Spike-and-Slab Generalized Additive Models and Scalable Algorithms for High-Dimensional Data

There are proposals that extend the classical generalized additive models (GAMs) to accommodate high-dimensional data ($p>>n$) using group sparse regularization. However, the sparse regularization may induce excess shrinkage when estimating smoothing functions, damaging predictive performance. Moreover, most of these GAMs consider an "all-in-all-out" approach for functional selection, rendering them difficult to answer if nonlinear effects are necessary. While some Bayesian models can address these shortcomings, using Markov chain Monte Carlo algorithms for model fitting creates a new challenge, scalability.
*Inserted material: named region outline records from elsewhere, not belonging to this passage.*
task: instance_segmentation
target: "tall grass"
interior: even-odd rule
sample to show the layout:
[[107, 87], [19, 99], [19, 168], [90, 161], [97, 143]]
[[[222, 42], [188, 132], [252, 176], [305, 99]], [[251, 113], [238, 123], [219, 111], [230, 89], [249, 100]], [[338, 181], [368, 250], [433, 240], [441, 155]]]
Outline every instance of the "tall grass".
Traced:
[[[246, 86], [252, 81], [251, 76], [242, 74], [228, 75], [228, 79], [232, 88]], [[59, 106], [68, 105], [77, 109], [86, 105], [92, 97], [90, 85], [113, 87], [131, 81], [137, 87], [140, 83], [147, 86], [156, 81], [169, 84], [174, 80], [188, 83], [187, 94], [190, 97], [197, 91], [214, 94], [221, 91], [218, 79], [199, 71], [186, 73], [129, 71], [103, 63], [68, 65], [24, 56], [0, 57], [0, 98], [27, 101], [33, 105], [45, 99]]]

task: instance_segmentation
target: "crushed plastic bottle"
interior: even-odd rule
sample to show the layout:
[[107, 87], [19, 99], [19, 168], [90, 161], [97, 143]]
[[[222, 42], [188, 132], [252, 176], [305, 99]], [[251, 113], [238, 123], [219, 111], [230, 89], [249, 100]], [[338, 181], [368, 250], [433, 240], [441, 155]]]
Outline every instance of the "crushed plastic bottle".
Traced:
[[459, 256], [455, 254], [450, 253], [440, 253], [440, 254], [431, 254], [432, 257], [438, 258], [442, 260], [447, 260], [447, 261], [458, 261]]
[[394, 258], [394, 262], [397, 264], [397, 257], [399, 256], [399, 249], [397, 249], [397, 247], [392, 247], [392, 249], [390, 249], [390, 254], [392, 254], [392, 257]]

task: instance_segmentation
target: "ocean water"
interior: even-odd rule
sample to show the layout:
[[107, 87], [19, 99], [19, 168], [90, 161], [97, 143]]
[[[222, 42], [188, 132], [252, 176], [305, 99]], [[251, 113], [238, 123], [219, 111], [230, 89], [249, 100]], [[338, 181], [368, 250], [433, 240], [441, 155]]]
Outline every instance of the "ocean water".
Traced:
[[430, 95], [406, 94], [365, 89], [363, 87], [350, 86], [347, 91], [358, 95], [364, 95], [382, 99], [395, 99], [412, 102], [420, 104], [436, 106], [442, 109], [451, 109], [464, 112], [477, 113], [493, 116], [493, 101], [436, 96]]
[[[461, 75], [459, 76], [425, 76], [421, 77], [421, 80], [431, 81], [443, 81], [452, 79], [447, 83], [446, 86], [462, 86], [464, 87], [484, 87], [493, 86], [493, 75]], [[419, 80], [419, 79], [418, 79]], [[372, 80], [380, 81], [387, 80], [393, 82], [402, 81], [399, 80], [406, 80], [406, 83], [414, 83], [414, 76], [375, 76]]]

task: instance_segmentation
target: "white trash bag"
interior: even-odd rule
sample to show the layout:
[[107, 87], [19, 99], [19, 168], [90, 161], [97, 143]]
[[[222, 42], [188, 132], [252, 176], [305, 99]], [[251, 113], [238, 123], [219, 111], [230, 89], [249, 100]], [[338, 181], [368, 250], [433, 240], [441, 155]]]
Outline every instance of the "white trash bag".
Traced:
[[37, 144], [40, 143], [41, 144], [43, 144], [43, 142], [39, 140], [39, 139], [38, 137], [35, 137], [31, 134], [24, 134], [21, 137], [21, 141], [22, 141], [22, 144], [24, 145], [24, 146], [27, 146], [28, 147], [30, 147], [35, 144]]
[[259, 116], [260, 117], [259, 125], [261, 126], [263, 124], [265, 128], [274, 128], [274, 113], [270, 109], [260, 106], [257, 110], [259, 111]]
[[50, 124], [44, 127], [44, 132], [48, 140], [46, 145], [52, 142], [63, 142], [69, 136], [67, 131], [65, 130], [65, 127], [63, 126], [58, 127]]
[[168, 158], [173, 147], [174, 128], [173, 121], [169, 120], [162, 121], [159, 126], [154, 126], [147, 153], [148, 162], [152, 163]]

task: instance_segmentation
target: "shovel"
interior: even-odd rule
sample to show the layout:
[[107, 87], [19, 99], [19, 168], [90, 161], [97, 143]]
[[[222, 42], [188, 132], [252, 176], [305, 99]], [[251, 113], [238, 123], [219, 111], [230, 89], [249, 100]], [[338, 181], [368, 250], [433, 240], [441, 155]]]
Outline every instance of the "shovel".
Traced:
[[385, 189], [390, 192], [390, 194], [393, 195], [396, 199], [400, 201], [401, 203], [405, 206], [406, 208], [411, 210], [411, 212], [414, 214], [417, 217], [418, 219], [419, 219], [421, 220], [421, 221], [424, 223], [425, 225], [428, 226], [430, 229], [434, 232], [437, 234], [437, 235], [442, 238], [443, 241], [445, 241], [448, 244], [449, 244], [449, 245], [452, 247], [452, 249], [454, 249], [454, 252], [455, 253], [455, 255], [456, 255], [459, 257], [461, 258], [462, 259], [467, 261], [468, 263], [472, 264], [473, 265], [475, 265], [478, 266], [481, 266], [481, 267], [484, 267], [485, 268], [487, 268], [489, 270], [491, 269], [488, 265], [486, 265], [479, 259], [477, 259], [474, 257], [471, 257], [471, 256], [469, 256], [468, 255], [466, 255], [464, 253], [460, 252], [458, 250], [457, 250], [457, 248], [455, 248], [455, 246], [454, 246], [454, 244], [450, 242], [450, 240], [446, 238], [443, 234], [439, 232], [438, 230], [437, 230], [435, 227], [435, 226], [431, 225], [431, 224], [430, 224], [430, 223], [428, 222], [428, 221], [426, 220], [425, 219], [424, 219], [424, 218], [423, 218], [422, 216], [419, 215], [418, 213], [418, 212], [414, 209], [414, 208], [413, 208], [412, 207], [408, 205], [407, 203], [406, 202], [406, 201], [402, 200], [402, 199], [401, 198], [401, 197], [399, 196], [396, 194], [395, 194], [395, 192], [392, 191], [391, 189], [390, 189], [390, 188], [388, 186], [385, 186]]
Hence, we propose Bayesian hierarchical generalized additive models as a solution: we consider the smoothing penalty for proper shrinkage of curve interpolation and separation of smoothing function linear and nonlinear spaces. A novel spike-and-slab spline prior is proposed to select components of smoothing functions. Two scalable and deterministic algorithms, EM-Coordinate Descent and EM-Iterative Weighted Least Squares, are developed for different utilities. Simulation studies and metabolomics data analyses demonstrate improved predictive or computational performance against state-of-the-art models, mgcv, COSSO and sparse Bayesian GAM. The software implementation of the proposed models is freely available via an R package BHAM.